ABC News' Amy Bingham reports:
America’s second-largest employer is in dire straits and it’s all the Internet’s fault.
The U.S. Postal Service is facing an $8.3 billion budget shortfall this year, in large part because of losing almost half of its first class mail to online bill pay and email communication.
After laying off 110,000 employees and cutting $12 billion over the past four years, the service is now looking to end mail delivery on Saturdays, a move it said would save $3.1 billion per year.
“That’s savings that we desperately need,” said U.S. Postal Service spokesman David Partenheimer. “It’s not the only thing we need to do to get out of the financial hole but it is very important.”
According to a 2009 Gallup Poll 66 percent of Americans are OK with the postal service cutting mail delivery on Saturdays, but far fewer support paying more for their mail.
Just 38 percent of respondents were in favor of raising stamp prices and less than half, or 48 percent supported pumping tax revenues into the mail system.
But even within the postal system, there is disagreement over whether a five-day delivery system will actually solve the problem. Despite not delivering mail, post offices would stay open, express or overnight mail would still be delivered and P.O. boxes would still receive mail.
The Postal Regulatory Commission, a president-appointed agency that oversees the Postal Services’ operations to ensure it doesn’t abuse its monopoly, estimated that cutting a delivery day would take three years to fully implement and would only save $1.7 billion per year thereafter.
“The key factor is that the Postal Service thinks it can take all the mail that it would otherwise deliver on Saturday and deliver it on Monday with no extra cost,” said regulatory commission chairman Ruth Goldway. “When we look at the operations it just can’t happen.”
Despite not receiving any taxpayer money, the USPS is technically a government agency, so in order to eliminate a delivery day it has to get Congressional approval. Partenheimer said it has been trying to get approval since 2009, but this is the first year any legislation has been introduced.
While a shortened delivery schedule would help close the budget gap, both Partenheimer and Goldway said the real issue is the $5.5 billion the Postal Service has to pay every year into a fund for the health benefits of its future retirees.
“That’s the real structural problem for the Postal Service right now,” Goldway said.
Goldway said without the retiree fund payments, which were mandated starting in 2006, the mail service would be posting profits.
“If the Postal Service hadn’t had to pay this over the past six years, as of 2010 it would have ended with $1 billion surplus and still have $12 billion to 13 billion left to borrow from borrowing fund,” Goldway said. “Instead, at the end of 2011 it will end up with no cash and an empty borrowing fund.”
As it stands now, USPS will not be able to make the payment by its September due date, Postmaster General Patrick Donahue told USA Today on Wednesday.
"On September 20th, I won't be able to pay my bills," Donahue said.
Rep.

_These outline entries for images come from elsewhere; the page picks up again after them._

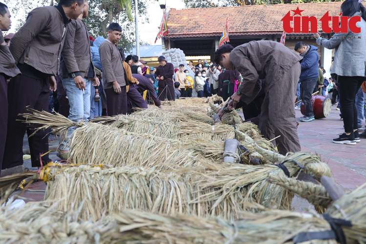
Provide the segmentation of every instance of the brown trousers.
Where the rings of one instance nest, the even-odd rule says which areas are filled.
[[[169,101],[175,100],[174,83],[172,80],[159,81],[158,86],[158,98],[159,100],[163,101],[165,99],[165,96]]]
[[[121,87],[121,93],[116,93],[113,88],[105,89],[107,98],[107,113],[108,116],[127,114],[126,86]]]
[[[296,93],[301,72],[300,62],[285,72],[269,88],[261,108],[261,133],[269,140],[280,136],[275,140],[275,143],[280,153],[284,155],[288,152],[301,151],[293,96]]]
[[[40,130],[30,137],[35,129],[17,120],[24,120],[19,114],[26,113],[27,106],[38,111],[48,111],[49,85],[47,79],[36,80],[22,75],[12,78],[8,87],[8,136],[6,138],[2,169],[23,164],[23,138],[26,131],[32,166],[41,166],[40,154],[48,151],[48,130]],[[50,162],[48,155],[42,157],[43,165]]]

Darrell Issa, R- Calif., the chairman of the House Oversight Committee, introduced a bill that would that would create a congressionally-appointed commission to take over the Postal Service if it did, in fact, miss the payment. Issa’s spokesman Ali Ahmad said the goal of the commission would be to get the Postal Service back in the black.
“For an institution which is hemorrhaging money and is seeing a serious decline in demands for their products… it makes perfect sense because taxpayers are going to be less on the hook for this,” Ahmad said.
A member of the Oversight Committee Staff said the large retiree health program payments are necessary because without a stockpile of funds, USPS will face the same problem Social Security is now struggling with. As revenues continue to drop, it will have to pay out more in health benefits than it is taking in.
If USPS cannot pay for its employees health care costs during retirement, that burden will fall to the federal government, the staffer said.
If Issa’s bill passes, his commission will not be about "helping the Postal Service avoid obligations,” like the retiree pre-payments, but will instead find ways to cut costs so the $5.5 billion retirement fund payments can continue, the committee staffer said.
“Unless there is real structural reform, the Postal Service won’t be here in two years, let alone 10,” the staffer said. “They haven’t been able to reduce expenses to meet the fact that 20 percent of mail volume is gone and, frankly, is not coming back.”